Конечно, Гвоздеву пришлось быть главным работником комиссии по возобновлению работ, избранной 3 марта. Из прочих наиболее ответственных комиссий в «агитационной» Шляпников и Эрлих, два партийных человека, левый большевик и правый меньшевик‑бундовец, изображали из себя лебедя и щуку.

Шляпникова мы уже знаем. С Эрлихом также не раз встретимся в дальнейшем. Это был сотрудник «социалистического» «Дня», интеллигентный, знающий, добросовестный и деятельный работник, впоследствии командированный за границу представлять русскую революцию и организовать социалистическую конференцию в Стокгольме…

Вначале он, несомненно, выделялся из правого советского крыла самостоятельной мыслью и стремлением держать свое оборончество, свой ревизионизм, свое «соглашательство» в пределах логики и здравого смысла. Про этого оборонца из подозрительной газеты нередко приходилось говорить тогда, что он лучше циммервальдцев. Но когда дифференциация советских элементов окончательно произошла и правое крыло окончательно сформировалось под предводительством циммервальдца Церетели, Эрлих совершенно погряз в нем, утратив свою физиономию «разумного оборонца» и всякую физиономию вообще.

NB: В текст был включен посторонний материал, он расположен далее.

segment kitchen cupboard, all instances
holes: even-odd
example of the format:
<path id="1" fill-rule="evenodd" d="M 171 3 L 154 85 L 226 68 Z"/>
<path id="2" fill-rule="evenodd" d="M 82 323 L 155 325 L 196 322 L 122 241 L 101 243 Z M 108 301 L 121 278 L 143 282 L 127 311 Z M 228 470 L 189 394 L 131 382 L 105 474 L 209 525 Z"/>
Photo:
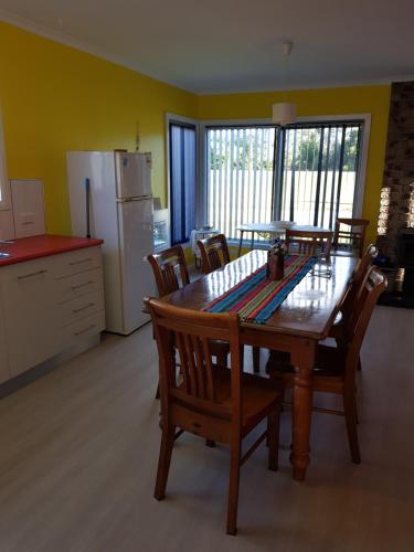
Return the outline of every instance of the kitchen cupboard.
<path id="1" fill-rule="evenodd" d="M 98 336 L 103 289 L 100 246 L 1 267 L 0 381 Z"/>

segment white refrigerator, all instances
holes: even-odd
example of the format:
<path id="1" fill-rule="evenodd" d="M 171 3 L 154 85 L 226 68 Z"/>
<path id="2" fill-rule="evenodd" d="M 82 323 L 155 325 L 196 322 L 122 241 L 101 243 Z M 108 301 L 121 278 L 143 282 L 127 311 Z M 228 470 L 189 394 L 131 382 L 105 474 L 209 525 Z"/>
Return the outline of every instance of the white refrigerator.
<path id="1" fill-rule="evenodd" d="M 72 234 L 104 240 L 106 329 L 127 336 L 149 320 L 155 295 L 145 256 L 153 251 L 151 155 L 70 151 Z"/>

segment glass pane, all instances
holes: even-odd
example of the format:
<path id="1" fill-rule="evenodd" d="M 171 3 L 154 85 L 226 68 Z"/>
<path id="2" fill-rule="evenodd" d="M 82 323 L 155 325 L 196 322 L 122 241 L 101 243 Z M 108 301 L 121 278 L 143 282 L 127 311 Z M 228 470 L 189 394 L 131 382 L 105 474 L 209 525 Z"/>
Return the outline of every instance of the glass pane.
<path id="1" fill-rule="evenodd" d="M 352 216 L 361 125 L 287 128 L 280 219 L 333 229 Z"/>

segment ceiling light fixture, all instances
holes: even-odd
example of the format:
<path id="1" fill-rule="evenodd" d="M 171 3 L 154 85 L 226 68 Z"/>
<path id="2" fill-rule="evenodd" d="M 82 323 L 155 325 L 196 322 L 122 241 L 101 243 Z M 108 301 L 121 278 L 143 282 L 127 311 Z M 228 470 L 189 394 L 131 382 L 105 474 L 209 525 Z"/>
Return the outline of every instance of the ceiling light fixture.
<path id="1" fill-rule="evenodd" d="M 284 89 L 287 91 L 287 72 L 288 72 L 288 60 L 294 47 L 294 43 L 291 41 L 286 40 L 283 43 L 283 53 L 285 59 L 284 66 Z M 287 99 L 287 92 L 286 99 Z M 273 104 L 272 110 L 272 120 L 276 125 L 280 125 L 282 127 L 286 125 L 291 125 L 296 121 L 296 104 L 290 104 L 288 102 L 282 102 L 278 104 Z"/>

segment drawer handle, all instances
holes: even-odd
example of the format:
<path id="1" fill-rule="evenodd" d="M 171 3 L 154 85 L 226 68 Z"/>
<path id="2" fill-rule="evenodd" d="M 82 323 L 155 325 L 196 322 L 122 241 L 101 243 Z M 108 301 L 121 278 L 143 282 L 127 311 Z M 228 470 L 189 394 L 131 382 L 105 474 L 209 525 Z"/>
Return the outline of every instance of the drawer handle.
<path id="1" fill-rule="evenodd" d="M 77 338 L 77 336 L 82 336 L 82 333 L 86 333 L 87 331 L 93 330 L 94 328 L 96 328 L 96 323 L 92 323 L 91 326 L 88 326 L 84 330 L 75 331 L 74 336 Z"/>
<path id="2" fill-rule="evenodd" d="M 82 263 L 88 263 L 89 261 L 92 261 L 92 257 L 82 258 L 81 261 L 73 261 L 72 263 L 70 263 L 70 265 L 71 266 L 82 265 Z"/>
<path id="3" fill-rule="evenodd" d="M 76 291 L 76 289 L 81 289 L 82 287 L 85 287 L 85 286 L 91 286 L 91 284 L 93 284 L 92 280 L 85 282 L 85 284 L 79 284 L 78 286 L 72 286 L 72 290 Z"/>
<path id="4" fill-rule="evenodd" d="M 74 315 L 77 315 L 77 312 L 82 312 L 83 310 L 89 309 L 91 307 L 94 307 L 95 302 L 89 302 L 89 305 L 85 305 L 84 307 L 81 307 L 78 309 L 73 309 L 72 312 Z"/>
<path id="5" fill-rule="evenodd" d="M 18 279 L 33 278 L 33 276 L 40 276 L 41 274 L 46 274 L 47 270 L 38 270 L 36 273 L 24 274 L 24 276 L 18 276 Z"/>

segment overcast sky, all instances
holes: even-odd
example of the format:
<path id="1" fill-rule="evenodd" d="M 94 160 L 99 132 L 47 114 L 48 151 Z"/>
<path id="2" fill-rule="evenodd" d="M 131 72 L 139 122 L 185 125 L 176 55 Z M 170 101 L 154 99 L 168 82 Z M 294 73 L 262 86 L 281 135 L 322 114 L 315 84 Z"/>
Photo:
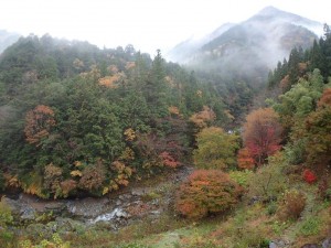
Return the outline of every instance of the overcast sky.
<path id="1" fill-rule="evenodd" d="M 331 24 L 330 0 L 1 0 L 0 29 L 154 54 L 267 6 Z"/>

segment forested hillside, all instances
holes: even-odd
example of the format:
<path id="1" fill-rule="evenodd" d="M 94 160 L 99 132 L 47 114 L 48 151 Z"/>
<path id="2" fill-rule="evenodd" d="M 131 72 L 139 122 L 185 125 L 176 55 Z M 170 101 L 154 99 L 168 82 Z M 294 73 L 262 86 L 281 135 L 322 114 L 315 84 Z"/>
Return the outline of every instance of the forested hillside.
<path id="1" fill-rule="evenodd" d="M 2 197 L 0 245 L 331 247 L 330 76 L 327 24 L 260 87 L 21 37 L 0 56 L 0 186 L 25 194 Z"/>
<path id="2" fill-rule="evenodd" d="M 0 83 L 1 187 L 40 197 L 103 195 L 175 169 L 200 125 L 231 121 L 193 73 L 131 45 L 22 37 L 0 57 Z"/>

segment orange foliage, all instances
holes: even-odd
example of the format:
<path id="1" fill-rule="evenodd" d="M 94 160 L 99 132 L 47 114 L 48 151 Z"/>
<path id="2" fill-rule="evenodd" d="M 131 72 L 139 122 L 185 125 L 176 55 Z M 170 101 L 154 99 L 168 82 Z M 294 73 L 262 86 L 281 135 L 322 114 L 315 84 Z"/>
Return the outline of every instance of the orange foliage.
<path id="1" fill-rule="evenodd" d="M 126 141 L 134 141 L 136 139 L 136 132 L 131 128 L 126 129 L 124 134 L 126 137 Z"/>
<path id="2" fill-rule="evenodd" d="M 180 110 L 178 109 L 178 107 L 175 106 L 170 106 L 168 108 L 168 111 L 171 114 L 171 115 L 174 115 L 174 116 L 179 116 L 180 115 Z"/>
<path id="3" fill-rule="evenodd" d="M 61 181 L 62 169 L 54 165 L 53 163 L 47 164 L 44 170 L 43 187 L 46 188 L 50 193 L 54 194 L 54 197 L 56 197 Z"/>
<path id="4" fill-rule="evenodd" d="M 127 64 L 126 64 L 126 69 L 135 68 L 135 66 L 136 66 L 136 63 L 129 61 L 129 62 L 127 62 Z"/>
<path id="5" fill-rule="evenodd" d="M 106 180 L 105 168 L 100 161 L 95 165 L 86 166 L 79 180 L 78 186 L 83 190 L 99 190 Z"/>
<path id="6" fill-rule="evenodd" d="M 318 107 L 331 106 L 331 88 L 325 88 L 322 97 L 318 103 Z"/>
<path id="7" fill-rule="evenodd" d="M 178 168 L 179 165 L 181 165 L 181 163 L 173 159 L 173 157 L 169 152 L 162 152 L 160 154 L 160 158 L 163 162 L 163 165 L 167 168 Z"/>
<path id="8" fill-rule="evenodd" d="M 197 170 L 180 186 L 177 211 L 189 218 L 202 218 L 233 207 L 243 188 L 218 170 Z"/>
<path id="9" fill-rule="evenodd" d="M 257 109 L 246 117 L 244 144 L 257 165 L 280 149 L 281 131 L 278 115 L 271 108 Z"/>
<path id="10" fill-rule="evenodd" d="M 31 144 L 39 144 L 42 139 L 50 134 L 53 126 L 55 126 L 54 111 L 45 105 L 36 106 L 25 116 L 24 133 L 26 141 Z"/>
<path id="11" fill-rule="evenodd" d="M 72 191 L 77 188 L 77 182 L 75 180 L 65 180 L 61 182 L 60 185 L 64 197 L 67 197 Z"/>
<path id="12" fill-rule="evenodd" d="M 114 161 L 111 170 L 117 173 L 117 176 L 110 181 L 109 191 L 118 190 L 120 185 L 127 186 L 129 184 L 129 179 L 132 175 L 131 168 L 126 166 L 122 162 Z"/>
<path id="13" fill-rule="evenodd" d="M 237 162 L 238 162 L 238 168 L 243 170 L 246 169 L 252 170 L 255 166 L 255 161 L 247 148 L 243 148 L 238 151 Z"/>

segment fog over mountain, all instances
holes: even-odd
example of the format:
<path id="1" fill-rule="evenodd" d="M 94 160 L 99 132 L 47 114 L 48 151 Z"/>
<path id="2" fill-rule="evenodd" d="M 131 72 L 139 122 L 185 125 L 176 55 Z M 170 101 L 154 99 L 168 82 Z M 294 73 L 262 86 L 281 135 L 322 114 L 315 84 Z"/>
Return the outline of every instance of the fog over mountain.
<path id="1" fill-rule="evenodd" d="M 15 43 L 21 35 L 11 33 L 6 30 L 0 30 L 0 54 L 10 45 Z"/>
<path id="2" fill-rule="evenodd" d="M 180 43 L 167 58 L 204 68 L 271 68 L 292 47 L 309 47 L 322 31 L 322 23 L 267 7 L 242 23 L 224 24 L 200 40 Z"/>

Таковы были комиссии, созданные 3 марта, и таковы были их главнейшие деятели. Секретарем Исполнительного Комитета был избран корректный и аккуратный Н. Ю. Капелинский, деятель рабочей кооперации, участник вышеописанных предреволюционных совещаний рабочих организаций и член Временного Исполнительного Комитета. Затем, с образованием правого большинства, он как будто обнаружил к нему тяготение, но ненадолго: когда политика этого большинства достаточно кристаллизировалась, а его политиканство достаточно дало себя знать, Капелинский был отброшен ими вновь налево, для неизменного пребывания на левом крыле «меньшевиков‑интернационалистов».

В комиссии не были избраны другие видные деятели Исполнительного Комитета – ни Чхеидзе, изнемогавший под бременем «представительства» и истекавший торжественными речами; ни Скобелев, специализировавшийся на поездках по неблагополучным местам; ни Соколов, порхавший по всем уголкам революционного Петербурга, присутствовавший во всех закоулках одновременно и приносивший в Исполнительный Комитет сенсацию за сенсацией.

Меня в мое отсутствие почему‑то назначили в комиссию по рассмотрению вопросов о выходе периодических изданий. Затем, на следующий день или, быть может, 5 марта, были дополнительно образованы две комиссии – иногородняя и законодательных предположений. Меня назначили и в ту и в другую. А кроме того, в один из этих же дней была образована крайне важная, упомянутая выше, комиссия труда, в которую я также вошел вместе с Богдановым и Гвоздевым.

Увы, ни в одной из этих комиссий я почти не работал. У меня сохранились воспоминания только о двух, максимум – трех днях «деятельности» по части выхода периодических изданий и распределения для них типографий. Пренеприятные воспоминания!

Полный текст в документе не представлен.